The live action segments of Star Trek: Borg were directed by James L. Conway and featured the return of John de Lancie as Q. The duo had previously worked together on the Star Trek: Voyager episode "Death Wish". The filming of the live action segments of the game took place at the same time as Star Trek: First Contact. Conway had been competing to direct that film against The Next Generation cast member Jonathan Frakes but lost out. However, Frakes did also direct the audiobook version of the game.

The USS Righteous sets are mostly redressed versions of the sets of the USS Voyager from the Star Trek: Voyager series, with the exception of the bridge, which was a redressed form of the bridge of the USS Excelsior as seen in the Voyager episode "Flashback".

Visual effects shots for this game were originally produced for the Star Trek: Deep Space Nine (DS9) pilot episode "Emissary" which also depicts the Battle of Wolf 359.

With the exception of Murray Rubinstein and some minor players, the entire cast has appeared on one or more of the Star Trek TV series. For example, Jeff Allin also guest-starred as a single parent in the TNG episode "Imaginary Friend"; John Cothran Jr. has played two different Klingon characters on TNG and DS9; and Marnie McPhail played one of the Enterprise-E crewmembers in Star Trek: First Contact (in which her character is also assimilated by the Borg).

The soundtrack to the game was later published by composer Dennis McCarthy on his own label in 2008.

==Reception==
Chris Hudak gave the game 4.1/10 in his review for GameSpot, and said that Star Trek: Borg didn't live up to the potential of the source material. While he described de Lancie's performance as "superb" but "wasted here", he said that the game was a "quick-pick-a-path mess". Furthermore, he felt that due to the interactive movie elements of the gameplay, it didn't feel much like a game at all. However, Roy Bassave, writing for the Knight-Ridder media group and published in The Buffalo News praised the game and said that it had superior production values to the First Contact film.
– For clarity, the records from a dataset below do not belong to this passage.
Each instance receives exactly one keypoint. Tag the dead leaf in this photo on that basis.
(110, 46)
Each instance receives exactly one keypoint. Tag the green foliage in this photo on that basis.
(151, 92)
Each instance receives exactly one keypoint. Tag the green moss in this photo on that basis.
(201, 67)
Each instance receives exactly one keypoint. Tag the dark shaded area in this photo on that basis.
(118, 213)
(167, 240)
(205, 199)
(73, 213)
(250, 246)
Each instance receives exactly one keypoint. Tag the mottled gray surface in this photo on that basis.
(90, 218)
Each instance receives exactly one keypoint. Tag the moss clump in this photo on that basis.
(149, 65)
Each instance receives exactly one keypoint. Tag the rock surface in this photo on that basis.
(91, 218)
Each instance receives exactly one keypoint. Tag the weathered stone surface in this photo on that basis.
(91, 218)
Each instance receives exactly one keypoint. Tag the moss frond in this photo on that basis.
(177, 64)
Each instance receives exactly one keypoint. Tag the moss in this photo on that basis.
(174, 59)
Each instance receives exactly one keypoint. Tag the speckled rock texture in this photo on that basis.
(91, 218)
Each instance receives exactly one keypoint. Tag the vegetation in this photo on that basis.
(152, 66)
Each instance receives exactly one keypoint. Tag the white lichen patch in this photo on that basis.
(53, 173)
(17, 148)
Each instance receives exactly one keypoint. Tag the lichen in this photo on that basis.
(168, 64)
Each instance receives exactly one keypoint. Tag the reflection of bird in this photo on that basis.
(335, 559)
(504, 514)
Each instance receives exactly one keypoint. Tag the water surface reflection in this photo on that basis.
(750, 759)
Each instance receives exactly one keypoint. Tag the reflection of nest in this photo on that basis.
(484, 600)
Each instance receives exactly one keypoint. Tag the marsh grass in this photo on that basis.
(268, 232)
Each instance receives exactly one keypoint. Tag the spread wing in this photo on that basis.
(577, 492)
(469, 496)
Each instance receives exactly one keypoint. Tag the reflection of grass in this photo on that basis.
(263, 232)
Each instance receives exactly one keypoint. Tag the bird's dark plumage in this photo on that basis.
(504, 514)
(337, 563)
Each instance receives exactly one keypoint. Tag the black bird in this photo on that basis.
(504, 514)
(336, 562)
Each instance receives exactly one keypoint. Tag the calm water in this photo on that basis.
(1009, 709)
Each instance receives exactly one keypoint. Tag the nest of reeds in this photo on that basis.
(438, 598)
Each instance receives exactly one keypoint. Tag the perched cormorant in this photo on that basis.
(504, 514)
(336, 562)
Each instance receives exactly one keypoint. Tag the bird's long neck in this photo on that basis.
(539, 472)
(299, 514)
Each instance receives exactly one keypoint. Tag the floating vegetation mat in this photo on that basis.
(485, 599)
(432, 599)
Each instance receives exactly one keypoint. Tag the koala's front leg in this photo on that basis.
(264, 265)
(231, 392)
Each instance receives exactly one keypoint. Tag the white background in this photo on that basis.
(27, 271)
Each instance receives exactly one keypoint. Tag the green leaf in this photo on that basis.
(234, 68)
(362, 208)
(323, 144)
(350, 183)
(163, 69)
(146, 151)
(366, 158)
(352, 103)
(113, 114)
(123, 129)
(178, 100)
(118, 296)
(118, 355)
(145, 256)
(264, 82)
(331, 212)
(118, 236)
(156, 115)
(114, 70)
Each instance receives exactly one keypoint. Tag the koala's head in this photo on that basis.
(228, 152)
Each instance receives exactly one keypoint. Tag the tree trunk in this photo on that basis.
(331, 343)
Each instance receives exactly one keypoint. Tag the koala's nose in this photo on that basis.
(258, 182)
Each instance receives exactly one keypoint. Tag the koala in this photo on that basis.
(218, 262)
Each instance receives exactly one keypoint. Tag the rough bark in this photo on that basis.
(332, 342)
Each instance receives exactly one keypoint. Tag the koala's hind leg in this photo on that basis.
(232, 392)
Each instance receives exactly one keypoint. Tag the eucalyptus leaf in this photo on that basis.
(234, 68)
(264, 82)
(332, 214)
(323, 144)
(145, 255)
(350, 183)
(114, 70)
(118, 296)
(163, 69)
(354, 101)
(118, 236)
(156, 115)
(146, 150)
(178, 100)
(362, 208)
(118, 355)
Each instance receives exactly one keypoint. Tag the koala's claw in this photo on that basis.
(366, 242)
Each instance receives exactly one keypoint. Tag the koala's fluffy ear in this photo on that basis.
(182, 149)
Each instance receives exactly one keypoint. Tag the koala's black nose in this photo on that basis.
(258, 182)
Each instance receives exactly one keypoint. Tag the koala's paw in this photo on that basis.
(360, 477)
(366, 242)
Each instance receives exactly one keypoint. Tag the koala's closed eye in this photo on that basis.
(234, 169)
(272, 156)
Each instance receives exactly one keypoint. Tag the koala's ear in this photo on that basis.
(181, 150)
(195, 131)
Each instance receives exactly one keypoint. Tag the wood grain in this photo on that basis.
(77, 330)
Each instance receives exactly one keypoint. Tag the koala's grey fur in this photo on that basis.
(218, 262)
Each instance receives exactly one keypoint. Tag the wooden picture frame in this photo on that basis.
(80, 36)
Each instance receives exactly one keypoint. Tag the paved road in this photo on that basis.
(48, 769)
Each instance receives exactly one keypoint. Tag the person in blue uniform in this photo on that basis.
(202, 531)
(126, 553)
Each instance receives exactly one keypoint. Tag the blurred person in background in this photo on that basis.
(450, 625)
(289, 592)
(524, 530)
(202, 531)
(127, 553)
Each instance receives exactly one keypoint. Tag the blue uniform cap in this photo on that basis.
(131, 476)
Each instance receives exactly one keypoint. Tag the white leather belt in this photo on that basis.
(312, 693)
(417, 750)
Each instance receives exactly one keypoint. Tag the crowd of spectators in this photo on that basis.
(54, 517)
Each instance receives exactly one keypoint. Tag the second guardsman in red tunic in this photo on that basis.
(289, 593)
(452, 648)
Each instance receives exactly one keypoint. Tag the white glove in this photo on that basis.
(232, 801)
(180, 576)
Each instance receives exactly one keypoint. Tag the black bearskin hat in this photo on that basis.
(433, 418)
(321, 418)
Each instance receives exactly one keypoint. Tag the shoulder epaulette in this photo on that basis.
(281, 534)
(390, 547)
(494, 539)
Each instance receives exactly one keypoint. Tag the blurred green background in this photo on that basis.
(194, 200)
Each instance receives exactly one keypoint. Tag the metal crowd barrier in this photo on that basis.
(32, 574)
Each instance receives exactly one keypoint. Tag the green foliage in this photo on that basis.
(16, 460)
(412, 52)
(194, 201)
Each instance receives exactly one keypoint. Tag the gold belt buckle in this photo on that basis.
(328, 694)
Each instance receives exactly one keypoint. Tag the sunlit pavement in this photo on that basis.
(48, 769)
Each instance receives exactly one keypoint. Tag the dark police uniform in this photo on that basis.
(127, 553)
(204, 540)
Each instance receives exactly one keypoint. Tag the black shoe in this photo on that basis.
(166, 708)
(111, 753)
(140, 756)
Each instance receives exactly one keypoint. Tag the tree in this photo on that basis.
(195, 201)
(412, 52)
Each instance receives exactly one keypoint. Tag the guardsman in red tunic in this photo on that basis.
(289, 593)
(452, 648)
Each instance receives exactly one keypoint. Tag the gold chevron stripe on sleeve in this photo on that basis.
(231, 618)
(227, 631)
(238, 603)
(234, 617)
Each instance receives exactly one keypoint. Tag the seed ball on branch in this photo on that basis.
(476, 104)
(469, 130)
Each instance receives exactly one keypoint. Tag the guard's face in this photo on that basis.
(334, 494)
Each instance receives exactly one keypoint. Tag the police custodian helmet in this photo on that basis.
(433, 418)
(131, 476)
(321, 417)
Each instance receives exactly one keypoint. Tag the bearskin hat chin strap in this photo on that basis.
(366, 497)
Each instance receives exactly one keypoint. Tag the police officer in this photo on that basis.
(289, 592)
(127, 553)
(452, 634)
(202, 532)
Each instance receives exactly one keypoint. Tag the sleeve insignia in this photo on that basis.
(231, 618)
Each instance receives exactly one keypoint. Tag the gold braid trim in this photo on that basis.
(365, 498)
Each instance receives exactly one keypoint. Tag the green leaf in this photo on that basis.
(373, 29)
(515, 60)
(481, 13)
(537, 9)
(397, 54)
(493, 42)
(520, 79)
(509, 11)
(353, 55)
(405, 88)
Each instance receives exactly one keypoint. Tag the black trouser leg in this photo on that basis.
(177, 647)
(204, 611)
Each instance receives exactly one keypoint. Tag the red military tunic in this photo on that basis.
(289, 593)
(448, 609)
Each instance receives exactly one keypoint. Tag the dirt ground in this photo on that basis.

Barbara Krasnoff, of Computer Shopper, found fault with the game's interface, saying that it was hard to get the game to accept mouse clicks when you needed to select a series of numbers. She overall found it lacked challenge as if you were to die, then you are resurrected without penalty, but thought that it would be well received by fans of the franchise. The review in The Boston Herald made it clear that the game would only be received positively by fans, saying that the gameplay moved "incredibly slow". It did praise the plot, stating that it was "interesting and offers some funny and trademark-Trek moments for even the mildest fan". It gave the game a score of two and a half out of five. The game was later called a "bright spot" of Star Trek gaming by James Lileks of the Minneapolis Star-Tribune.

In September 2017, PC Gamer ranked Star Trek: Borg among the best Star Trek games.